I lapidari

 
a cura del prof. Odino Grubessi, Roma

 

La storia della mineralogia nasce con l’uomo, ma sono state le pietre particolari e le gemme, come il lapislazzuli, che hanno fatto la storia della mineralogia. 

Fede, magia, scienza; terapia mistica, terapia magica, terapia fisica; fiducia in potenze extra naturali e fiducia nell’azione della materia, tutto si ritrova mescolato in intimo modo nella vita che le pietre, i minerali e le gemme, ebbero nella mentalità dei nostri predecessori. 

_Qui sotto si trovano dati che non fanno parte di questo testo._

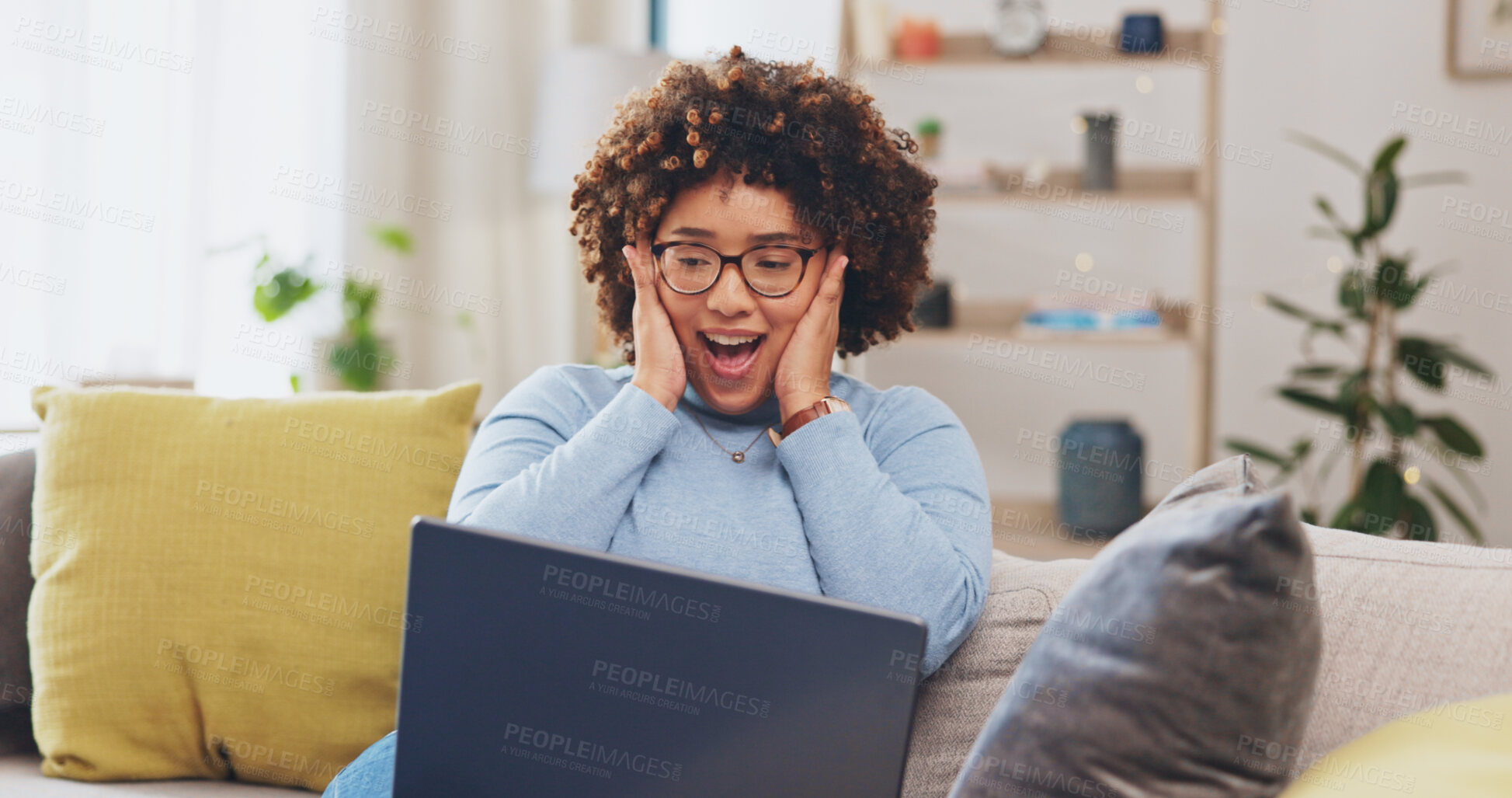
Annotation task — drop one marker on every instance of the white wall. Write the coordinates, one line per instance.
(1337, 70)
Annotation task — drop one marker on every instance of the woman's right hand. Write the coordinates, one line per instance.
(659, 368)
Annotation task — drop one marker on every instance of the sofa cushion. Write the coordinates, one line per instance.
(1165, 660)
(16, 588)
(1406, 626)
(1370, 670)
(220, 590)
(1461, 750)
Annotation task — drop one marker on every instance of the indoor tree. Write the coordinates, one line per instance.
(1384, 437)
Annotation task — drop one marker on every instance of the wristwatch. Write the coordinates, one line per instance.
(825, 406)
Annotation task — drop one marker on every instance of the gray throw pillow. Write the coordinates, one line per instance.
(1180, 665)
(17, 472)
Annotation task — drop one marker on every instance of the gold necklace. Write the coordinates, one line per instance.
(737, 456)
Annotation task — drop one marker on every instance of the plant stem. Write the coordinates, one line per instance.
(1357, 467)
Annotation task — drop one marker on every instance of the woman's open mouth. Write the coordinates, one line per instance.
(732, 356)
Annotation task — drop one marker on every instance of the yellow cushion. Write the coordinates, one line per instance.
(220, 584)
(1462, 750)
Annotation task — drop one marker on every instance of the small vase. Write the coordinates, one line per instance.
(1098, 173)
(1101, 476)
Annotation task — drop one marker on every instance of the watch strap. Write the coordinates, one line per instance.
(825, 406)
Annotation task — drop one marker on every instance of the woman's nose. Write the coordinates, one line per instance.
(729, 294)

Vita lunga e gloriosa che resse, non meno della scienza moderna, le menti del passato in una sicurezza cui ha molto da invidiare la nostra epoca che, pur conoscendo meglio la materia, ha molte ragioni in più per mettere sulle asserzioni che va facendo un punto interrogativo. 


Il Lapislazzuli. 


Questo minerale o “gemma” di colore blu azzurro, permeata di significati magici e sacrali, fu molto apprezzata e ricercata sin dal periodo neolitico. Da Mehrgarh in Pakistan, nella valle dell’Indo, provengono vaghi di lapislazzuli associati a turchese, rinvenuti in contesti databili a circa 7000 anni a.C. 
In Iran, presso Tell-i-Bakun, circa 4500 anni a.C. l’industria gemmaria locale tagliava il lapislazzuli in vaghi poliedrici cubici a spigoli smussati. 
In Mesopotamia a Tepe Gawra, centro della cultura Ubaid, il lapislazzuli faceva la sua comparsa, insieme a turchese, ametista e berillo, nel 4500 a.C. sotto forma di vaghi lavorati sul posto. 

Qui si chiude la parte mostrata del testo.